急増するメンタルヘルス不調による休職者。その時お金はどうするのか?

 

主治医から休むように言われた……後に回復した!時の復職の進め方が難しいという話

産業医には診察診断する権限がないことがわかりました。さてそんな状態であなたが心身の調子を崩したことに気付いた産業医があなたに受診を指導し、実際何処かに受診をしたとしましょう。体は割とわかりやすいので皆特に思うことは無いかもしれません(心筋梗塞や脳梗塞で絶対安静です!と主治医に言われたのに「いや、働かないと」とは思わないでしょうし、会社も「心筋梗塞程度で休むな」とは……言うところはありそうですけれど周囲の受け入れとしては「いやいや、休んで!?」だと思う)。

ただメンタル面で精神科から「仕事を休みましょう」と言われたらどうでしょう。自分自身がまず「え?休む!?完全に!?」と混乱するかもしれないし、「ああ、よかった、もう限界だったんだ……休んでいいんだ……」と思うかもしれない。ここは結構個人差がありますが、会社としては結構悩ましいところが多いです。

骨が折れていたら歩けるようになったら復職できるだろうな。手術したら傷口がくっついて医者が働けるといえば激しい肉体労働以外ならできるかな。でもメンタルで休んでたらどうなの?仕事させていいの?どこまで何を言ったらこの人のメンタルがまた悪くなっちゃうの???と疑問が山のように出てくるのは自然なことです。
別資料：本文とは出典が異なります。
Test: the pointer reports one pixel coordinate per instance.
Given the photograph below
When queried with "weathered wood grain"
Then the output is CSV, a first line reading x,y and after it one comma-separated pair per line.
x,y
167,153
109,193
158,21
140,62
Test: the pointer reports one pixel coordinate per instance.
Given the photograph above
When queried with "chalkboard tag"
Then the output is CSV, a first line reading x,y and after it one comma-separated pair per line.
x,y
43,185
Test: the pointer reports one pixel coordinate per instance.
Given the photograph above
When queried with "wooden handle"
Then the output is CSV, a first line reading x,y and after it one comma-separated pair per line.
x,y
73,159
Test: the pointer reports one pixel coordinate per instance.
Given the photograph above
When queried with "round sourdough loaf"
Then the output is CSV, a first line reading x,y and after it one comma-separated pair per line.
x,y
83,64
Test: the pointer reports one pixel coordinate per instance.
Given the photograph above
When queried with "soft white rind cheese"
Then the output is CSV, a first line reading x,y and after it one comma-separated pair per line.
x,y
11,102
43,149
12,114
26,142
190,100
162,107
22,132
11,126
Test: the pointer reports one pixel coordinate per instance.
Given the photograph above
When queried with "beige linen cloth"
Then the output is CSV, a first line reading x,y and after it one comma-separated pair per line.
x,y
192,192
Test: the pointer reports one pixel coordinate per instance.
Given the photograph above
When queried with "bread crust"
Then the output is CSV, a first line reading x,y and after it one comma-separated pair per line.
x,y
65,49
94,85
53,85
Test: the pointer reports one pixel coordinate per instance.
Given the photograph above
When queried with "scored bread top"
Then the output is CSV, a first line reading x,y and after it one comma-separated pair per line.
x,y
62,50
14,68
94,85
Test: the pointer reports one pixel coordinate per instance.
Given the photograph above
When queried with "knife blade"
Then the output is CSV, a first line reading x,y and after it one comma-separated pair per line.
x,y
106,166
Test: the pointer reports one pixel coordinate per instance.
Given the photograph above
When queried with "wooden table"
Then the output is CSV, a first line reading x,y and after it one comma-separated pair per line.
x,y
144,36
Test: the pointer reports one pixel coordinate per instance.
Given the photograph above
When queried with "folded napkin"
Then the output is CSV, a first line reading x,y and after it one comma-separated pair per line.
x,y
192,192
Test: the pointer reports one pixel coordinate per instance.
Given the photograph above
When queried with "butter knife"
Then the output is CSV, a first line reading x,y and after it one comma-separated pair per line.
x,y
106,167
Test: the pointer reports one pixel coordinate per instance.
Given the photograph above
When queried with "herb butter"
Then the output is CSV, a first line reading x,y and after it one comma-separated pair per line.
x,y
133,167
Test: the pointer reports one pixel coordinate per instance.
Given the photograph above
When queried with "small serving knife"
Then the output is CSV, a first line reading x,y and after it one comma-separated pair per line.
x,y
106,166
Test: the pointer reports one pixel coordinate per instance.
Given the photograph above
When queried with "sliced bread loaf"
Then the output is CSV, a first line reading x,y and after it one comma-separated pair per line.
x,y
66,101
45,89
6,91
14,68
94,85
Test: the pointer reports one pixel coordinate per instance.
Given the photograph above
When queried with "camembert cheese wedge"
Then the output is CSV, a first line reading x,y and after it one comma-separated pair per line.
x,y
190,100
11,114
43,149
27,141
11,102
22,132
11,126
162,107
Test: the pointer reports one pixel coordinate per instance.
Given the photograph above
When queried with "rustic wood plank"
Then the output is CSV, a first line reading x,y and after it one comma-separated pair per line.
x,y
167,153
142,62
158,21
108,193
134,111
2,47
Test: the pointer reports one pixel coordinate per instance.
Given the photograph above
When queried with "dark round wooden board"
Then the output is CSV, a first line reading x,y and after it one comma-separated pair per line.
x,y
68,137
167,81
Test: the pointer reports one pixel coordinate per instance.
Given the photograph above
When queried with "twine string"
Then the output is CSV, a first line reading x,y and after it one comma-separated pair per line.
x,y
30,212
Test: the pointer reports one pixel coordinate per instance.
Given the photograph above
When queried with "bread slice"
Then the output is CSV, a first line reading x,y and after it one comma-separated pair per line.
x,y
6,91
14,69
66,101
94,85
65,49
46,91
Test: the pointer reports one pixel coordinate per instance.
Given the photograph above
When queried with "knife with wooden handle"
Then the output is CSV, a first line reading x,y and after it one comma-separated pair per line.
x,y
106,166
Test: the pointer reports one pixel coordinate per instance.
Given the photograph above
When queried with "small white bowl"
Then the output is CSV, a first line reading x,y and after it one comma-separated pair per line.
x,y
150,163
これは「精神科の患者さんへの偏見だ!」と言う反応をするのではなく、「ガチでどうしたらええんかわからん」と言う会社の気持ちも理解しないとアカンのでは?と私は思います(実際会社の方と面談をしていても「回復して戻ってきて欲しい[一から教育するより数年勤務実績のある労働者を継続雇用するほうが会社もメリットがあるのでこれは本当]けど、どう接したらいいのか……」と上司さんが困っておられるケースも多く、ここで精神科主治医がアクティブに会社とやりとりできると復職時に会社も労働者[患者]も安心だと思います。でも残念ながらそこまで付き合ってくれる主治医はとても少ないようです)。

私がやってるからと言って、全精神科医に「復職先の職場と個人的に主治医が面談とか相談を細かくしろ!」とは言えませんが、ここで精神科の主治医と産業医が密に連絡を取り合うことができれば雇用者側の悩みもかなり軽減します。

ただ何度も言いますが産業医は臨床目線で労働者を見ていません(患者さんとして見ていたらダメ)。主治医は臨床目線で患者を見ていますが、それと同じ目線を産業医に持てと言うのは完全に主治医がルール違反をしているのです。